Jessica Fino 1 Jun 2017 05:23pm

UK data protection law breaches cost firms £3.2m

The number of fines imposed on firms for breaching such laws almost doubled in 2016, according to PwC

The Big Four firm said there were 35 fines related to data protection breaches in the UK last year, compared to 18 in 2015. These fines totalled £3.24m.

It added that UK organisations risk even larger fines if they fail to ensure compliance with the General Data Protection Regulation (GDPR) rules, which are coming into force next year.

After analysing data from the UK Information Commissioner’s Office (ICO), PwC found that 23 enforcement notices were issued in 2016, a 155% increase on the nine notices issued in 2015.

Enforcement notices are issued when organisations are required to take steps to ensure compliance after a data breach.

Stewart Room, PwC’s global cyber security and data protection legal services leader, said, “The ICO can currently issue fines up to £500,000, but with this set to increase to up to 4% of global turnover under the new regulation, UK organisations must use the remaining time to prepare for GDPR compliance before May next year.

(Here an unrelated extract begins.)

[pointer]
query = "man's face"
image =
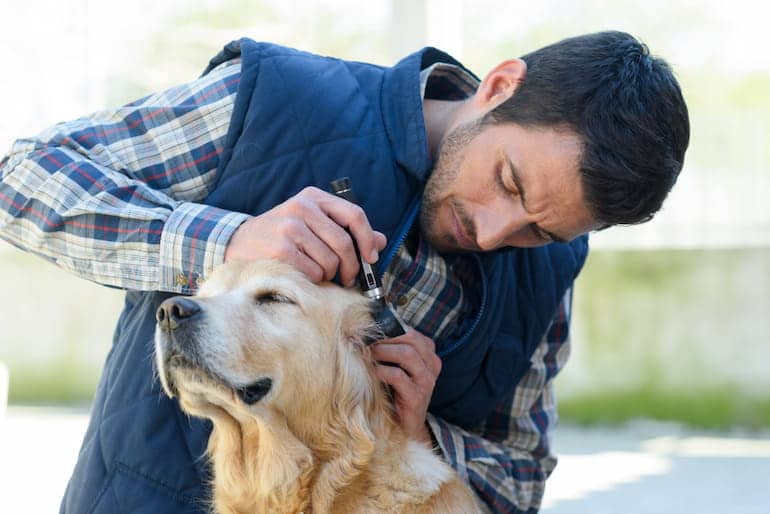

“It’s impossible to ignore the impact of legal and regulatory change in this area in recent years. The GDPR has already been a force for good by bringing the issue to much wider attention.”

The report added that the UK was "one of the most active regions for regulatory enforcement action in Europe", along with Italy with fines worth €3.3m (£2.86m).

PwC's latest CEO survey pointed out that 90% of CEOs around the world believe breaches of data privacy and ethics would have a negative impact on stakeholder trust.

GDPR becomes law from 25 May 2018 across the EU. It will impose new compliance obligations including new rules about breach disclosure, data portability and data use consent.

Organisations that fail to comply could face penalties of up to 4% of global turnover or €20m depending on which is higher, PwC warned.